Not Just Bats: Researchers Say Numerous Mammals Could Host Unknown Coronaviruses
(Inside Science) -- Most of the coronaviruses that humans encounter typically cause only mild infections. But the three most recent novel strains -- SARS-CoV-1, MERS-CoV and SARS-CoV-2, which causes COVID-19 -- are unusually virulent with relatively high fatality rates. They also have a shared origin story: They all developed in other mammalian species.
Cross-species transmission is one of the most common ways scientists become aware of new viruses, but it is also incredibly complicated to model and predict. Adding to the complexity is the process of viral recombination: when two different viruses infect the same cell and trade genetic information to create entirely new viruses.

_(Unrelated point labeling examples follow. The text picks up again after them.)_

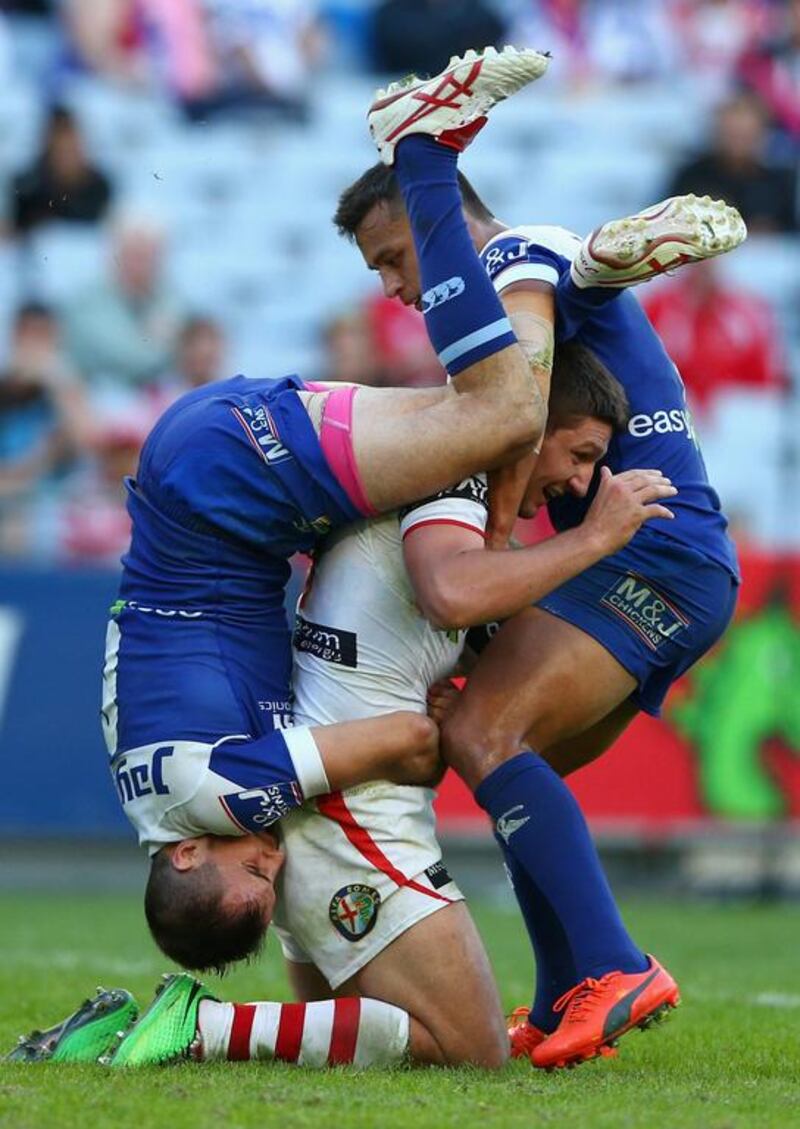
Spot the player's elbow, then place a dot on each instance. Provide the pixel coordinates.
(442, 604)
(420, 763)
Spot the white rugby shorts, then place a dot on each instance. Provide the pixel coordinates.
(361, 868)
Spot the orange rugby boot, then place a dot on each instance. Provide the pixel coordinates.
(598, 1012)
(522, 1034)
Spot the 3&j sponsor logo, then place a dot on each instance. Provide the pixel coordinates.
(651, 615)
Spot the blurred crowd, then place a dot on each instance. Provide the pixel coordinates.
(82, 378)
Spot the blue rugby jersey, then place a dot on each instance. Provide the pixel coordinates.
(231, 482)
(660, 432)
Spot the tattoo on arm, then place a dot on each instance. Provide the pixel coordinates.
(536, 340)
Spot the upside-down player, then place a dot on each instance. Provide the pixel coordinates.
(564, 677)
(366, 907)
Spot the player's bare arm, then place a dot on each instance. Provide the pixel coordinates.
(401, 746)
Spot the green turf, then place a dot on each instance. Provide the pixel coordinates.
(728, 1059)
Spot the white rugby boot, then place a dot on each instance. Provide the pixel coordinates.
(451, 106)
(682, 229)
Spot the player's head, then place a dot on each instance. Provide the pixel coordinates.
(371, 212)
(587, 405)
(209, 900)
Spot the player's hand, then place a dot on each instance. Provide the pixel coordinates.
(507, 486)
(441, 698)
(624, 502)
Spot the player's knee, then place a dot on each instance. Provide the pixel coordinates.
(191, 922)
(473, 749)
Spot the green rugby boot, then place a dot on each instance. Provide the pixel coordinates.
(168, 1029)
(82, 1036)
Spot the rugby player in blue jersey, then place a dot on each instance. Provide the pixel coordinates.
(237, 477)
(561, 680)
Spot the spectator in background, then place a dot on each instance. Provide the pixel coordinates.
(715, 34)
(43, 419)
(421, 35)
(199, 359)
(772, 71)
(733, 169)
(719, 337)
(401, 344)
(349, 349)
(263, 52)
(89, 522)
(123, 330)
(61, 184)
(618, 41)
(108, 38)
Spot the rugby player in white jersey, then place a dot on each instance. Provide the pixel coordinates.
(366, 908)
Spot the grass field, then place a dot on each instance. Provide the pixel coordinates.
(728, 1059)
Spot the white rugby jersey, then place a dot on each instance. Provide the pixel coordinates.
(362, 648)
(361, 645)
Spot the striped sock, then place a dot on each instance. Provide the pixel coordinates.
(365, 1032)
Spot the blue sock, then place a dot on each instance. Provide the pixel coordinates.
(544, 829)
(555, 970)
(464, 317)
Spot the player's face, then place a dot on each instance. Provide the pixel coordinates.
(248, 867)
(385, 241)
(566, 463)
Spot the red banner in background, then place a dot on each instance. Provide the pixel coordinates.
(728, 745)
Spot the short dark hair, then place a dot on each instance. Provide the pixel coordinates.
(188, 921)
(379, 185)
(582, 386)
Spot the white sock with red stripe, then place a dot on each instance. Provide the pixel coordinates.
(366, 1032)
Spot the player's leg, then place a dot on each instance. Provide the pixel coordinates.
(541, 681)
(392, 983)
(573, 753)
(608, 632)
(406, 445)
(439, 972)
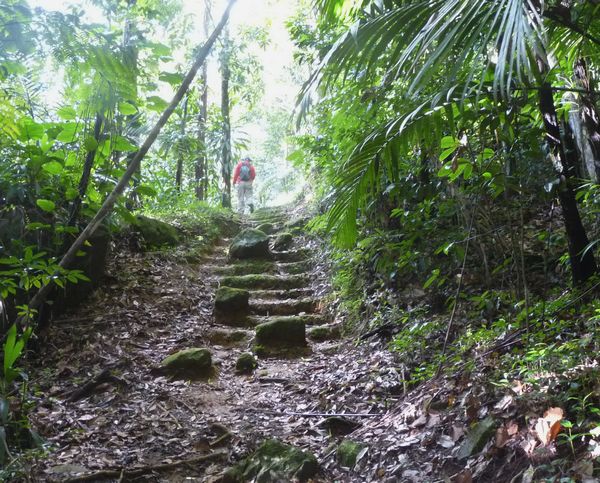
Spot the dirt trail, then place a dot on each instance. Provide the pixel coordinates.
(142, 426)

Variants of a virus can be created by nominal mutations of a single virus’s genome resulting in small changes to the virus’s properties. Recombinant viruses require two different viruses to infect the same cell, and the resultant virus can be vastly different from its parent viruses -- even different enough to jump from one species to another. Coronaviruses are one of the few families of viruses that are capable of recombination.
In a paper published in the journal Nature Communications this week, computational biologist Maya Wardeh and virologist Marcus Blagrove, both at the University of Liverpool, developed a machine learning model to predict which mammals might be hosts to new recombinant viruses.
The model predicted that, compared to previous observations, there were 11 times more coronavirus-mammal associations, and over 40 times more mammal species that are likely hosts for recombination of coronaviruses. This suggests, the authors say, that the potential for coronavirus generation in mammals may be significantly underestimated.
“There could be more coronavirus to come,” said Blagrove. “It’s important to be able to predict where it’s coming from, so that we can focus our resources.”
“Once they’re in humans,” added Wardeh, “it’s way too late.”
A viral algorithm
Wardeh and Blagrove’s model takes into account the genome sequences of known coronaviruses, known mammal-coronavirus interactions and all available data on potential mammalian hosts -- including their genomes, where they live geographically, what type of food they eat and how closely related they are to other mammals. It then uses machine learning to create a network of similarities: similar coronaviruses are likely to infect similar hosts, and similar hosts can harbor similar viruses. But if a species isn’t susceptible to many viruses, they aren’t likely to be recombination hosts. And if two host species live on different continents, they’re unlikely to swap pathogens.
“I love complicated models,” said Wardeh. “No one side of the story is enough to enable accurate prediction of which coronaviruses might infect which species, and only by putting all these factors together can we tell the complete story.”
A large obstacle for the model is the lack of current knowledge about how certain viruses infect certain hosts. “We have very limited and biased data for a machine learning algorithm to learn from,” said Nicole Wheeler, a data scientist at the Centre for Genomic Pathogen Surveillance. “The mechanisms that determine whether a virus can infect a host and whether different viruses are likely to mix are extremely complex and influenced by factors we don’t have large amounts of data on.”
Still, she said, the work represents a potentially transformative application of machine learning to disease surveillance, and “may help shine a light on other mammal coronavirus hosts we should pay attention to.”
Recent studies have already confirmed a number of the model’s predictions: specifically, that the alpaca, domestic goat and raccoon dog are all susceptible to SARS-CoV-2.
The potential recombination hosts “cross the mammalian tree,” Blagrove said. “We’re not just missing a bunch of bats.”
The model also suggests the dromedary camel and the African green monkey could possibly host the recombination of SARS-CoV-2 with another coronavirus. Most notably, the model identifies 102 potential hosts for the alarming recombination of SARS-CoV-2 with MERS-CoV, which is far more deadly.
Virologist Arinjay Banerjee at the University of Saskatchewan said the “timely” study “highlights the importance of undiscovered coronavirus diversity and the underestimated number of mammalian hosts.” But he was not necessarily surprised by the scale of the predictions. “Animals, including humans, coexist with a large number of viruses,” he said. “Data from field studies will be important to demonstrate the accuracy of the predictions.”
Wardeh and Blagrove are planning to do surveillance studies on several predicted recombination hosts, to validate and fine-tune their model with observation data.
“This is not going to be the last pandemic,” said Wardeh. “We have to prepare for the next one, and maybe even prevent it.”